Твой потолок, как паланкин,
Плывет туда, где, снова стань я
Собой, — я стал бы не таким.
Вновь оснеженные колонны,
Елагин мост, — но нет меня,
И покрывает простыня
Тебя, как голову Горгоны.
Холодный ветер от лагуны,
И на прощание — в конце —
Морщин серебряные струны
На запрокинутом лице.
Такая бедность не порок,
И в том тебе моя порука:
Скрещенья рук, скрещенья ног,
Как воровство строки и звука.
…В лучах рассыпавшихся призм
Век завершается капризно…
Прости мне мой постмодернизм,
Как разновидность… реализма.
Я не ломаю стену лбом,
Люблю грозу в начале мая,
Когда она из-за сарая,
Как бы резвяся и играя…
А после в небе голубом.
Читаю Дарвина с трудом
И, опуская долу взоры,
Веду разумны разговоры,
Навстречу северной Авроры
Никем пока что не ведом.
И ничего, что без души
Смотрю на то, гляжу на это.
Моя жена — жена поэта?
Вопрос не требует ответа.
В своем альбоме запиши,
Что размышленье — скуки семя,
Всему свое приходит время,
Пришла война — так ногу в стремя,
А не пришла — так не спеши.
Немного красного вина,
Немного солнечного мая,
Люблю грозу, не понимая,
В чем заключается она.
2
Давай пороемся в былом:
Там улыбаются мещанки,
Там не хватает на полбанки,
И всё не так, и все не то.
Там дамы, посланные на,
К себе не чувствуют участья,
Там на обломках самовластья
Не те, что надо, имена.
Но, как предмет сечет предмет,
Там все великое — велико.
Ночь.
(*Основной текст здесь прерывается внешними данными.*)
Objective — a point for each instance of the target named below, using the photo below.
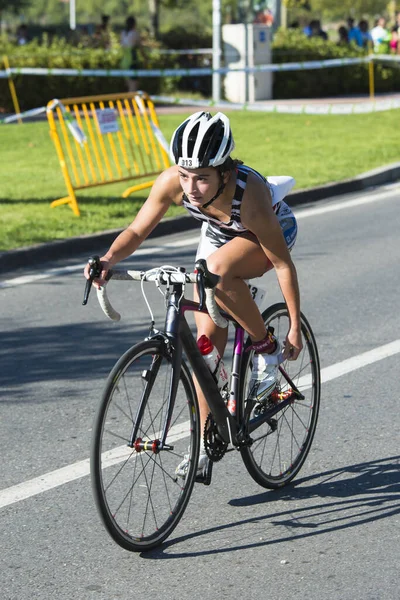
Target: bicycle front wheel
(281, 444)
(137, 491)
Улица. Фонарь. Калитка.
И в небе ультрафиолет.
Там, с похмела себя не чуя,
На дровнях обновляют путь,
И если бьют кого-нибудь,
То как крестьянин, торжествуя.
Там солнце светит под углом
С утра и к вечеру, и я там
Рассвет не сравнивал с закатом
И что-то, видно, пропустил.
В России всегда можно было
стрельнуть сигарету
Нина Искренко
1
Качаясь, как чаша в руках у жены, что сидела на звере багряном,
Ты выйдешь впотьмах на родную Миклухо-Маклая,
Где снег, оседая с балконов в кружении странном,
Опустится наземь, библейскую ночь освещая(зачеркнуто)
освящая.
О звере багряном пошла было речь, но твой мозг перетянут капроном
Московского с понтом житья и докуки житейской.
И тронулось все, и пошло, вкривь и вкось, Вавилоном,
В котором живем под опекой твоей милицейской.
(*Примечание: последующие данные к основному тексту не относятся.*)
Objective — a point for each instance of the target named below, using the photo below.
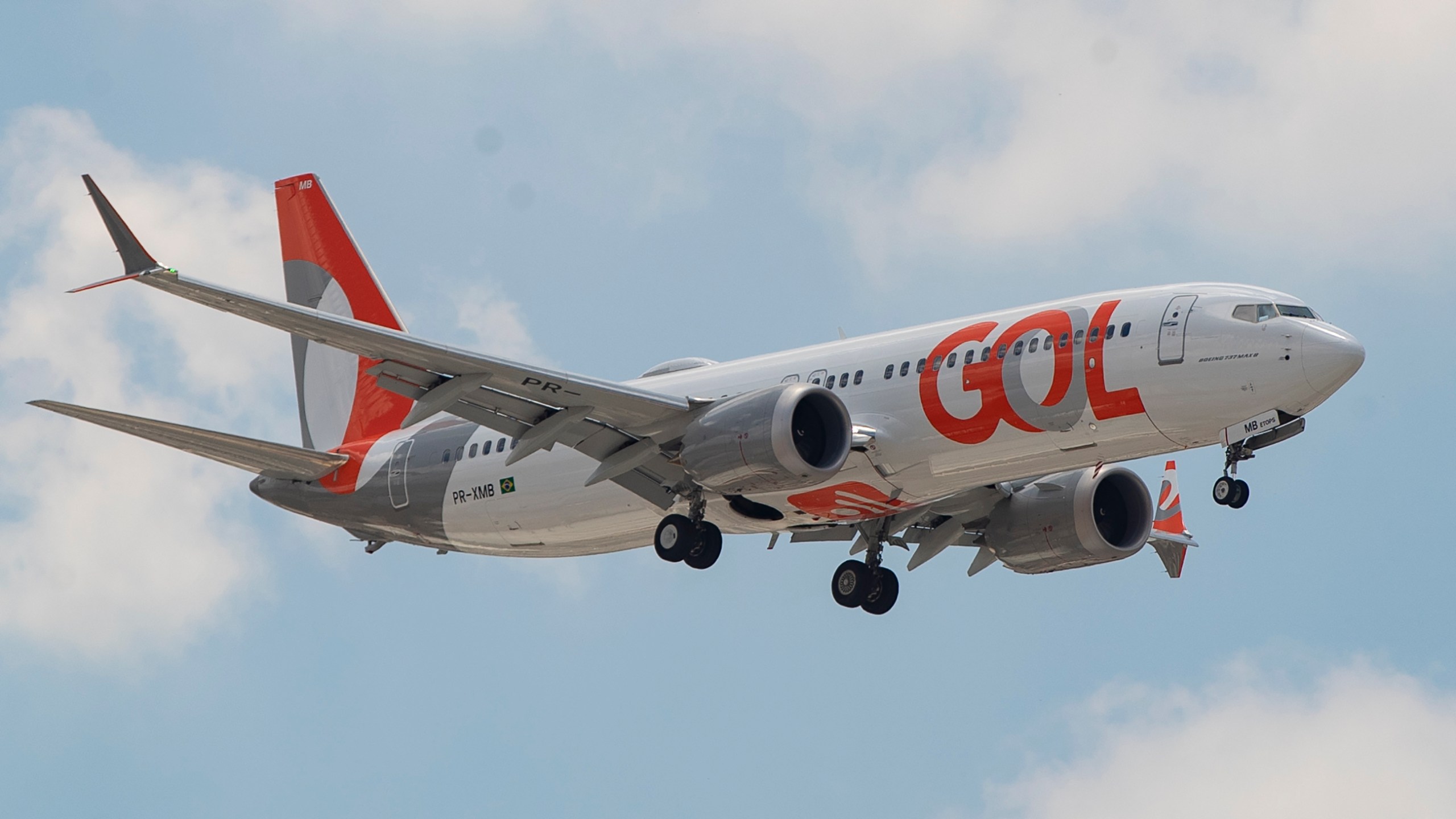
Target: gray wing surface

Выходит, все так и выходит, как вышло. Не надо
Меняться в лице, призывая виновных к ответу.
Для тех, кто приехал с «фирмы», есть пока что отрада —
Стрельнуть на вокзале у заспанных шлюх сигарету.
2
Когда ты считаешь баранов, к которым недавно вернулся,
Как тот Полифем за Улиссом в родную пещеру,
То движется счет на паденье валютного курса,
На коем теперь не построишь лихую карьеру.
Но все же духовный полет — буду бля! — независим
От цен на себя, когда срезана в штопоре лопасть,
Когда, не стремясь к супергипотетическим высям,
На свет — не без мук — появляется маленький опус.
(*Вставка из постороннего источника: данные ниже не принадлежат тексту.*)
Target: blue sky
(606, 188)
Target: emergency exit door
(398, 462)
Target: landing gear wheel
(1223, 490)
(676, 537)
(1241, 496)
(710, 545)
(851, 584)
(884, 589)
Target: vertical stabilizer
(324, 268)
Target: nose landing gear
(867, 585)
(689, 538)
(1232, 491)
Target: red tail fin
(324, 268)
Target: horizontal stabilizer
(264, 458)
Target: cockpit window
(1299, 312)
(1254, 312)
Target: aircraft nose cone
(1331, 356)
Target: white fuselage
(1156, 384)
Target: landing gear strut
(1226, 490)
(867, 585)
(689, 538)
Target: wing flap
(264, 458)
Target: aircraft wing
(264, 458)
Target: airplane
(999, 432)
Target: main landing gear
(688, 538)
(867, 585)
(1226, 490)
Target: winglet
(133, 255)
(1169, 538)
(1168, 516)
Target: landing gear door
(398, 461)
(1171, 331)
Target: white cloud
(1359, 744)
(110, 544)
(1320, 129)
Чужую веру проповедую: у трех вокзалов на ветру
Стою со шлюхами беседую, за жизнь гнилые терки тру.
Повсюду слякоть безнадёжная, в лучах заката витражи;
Тоска железная, дорожная; менты, носильщики, бомжи.
И воробьи вокзальной мафией, с отвагой праведной в груди
Ларьки штурмуют с порнографией, на VHS и DVD.
Негоциант в кафе с бандосами лэптоп засовывает в кейс;
Не подходите к ним с вопросами — поберегите честь и фэйс.
И нагадав судьбу чудесную, попав и в тему и в струю,
Цыганка крутится одесную. — Спляши, цыганка, жизнь мою!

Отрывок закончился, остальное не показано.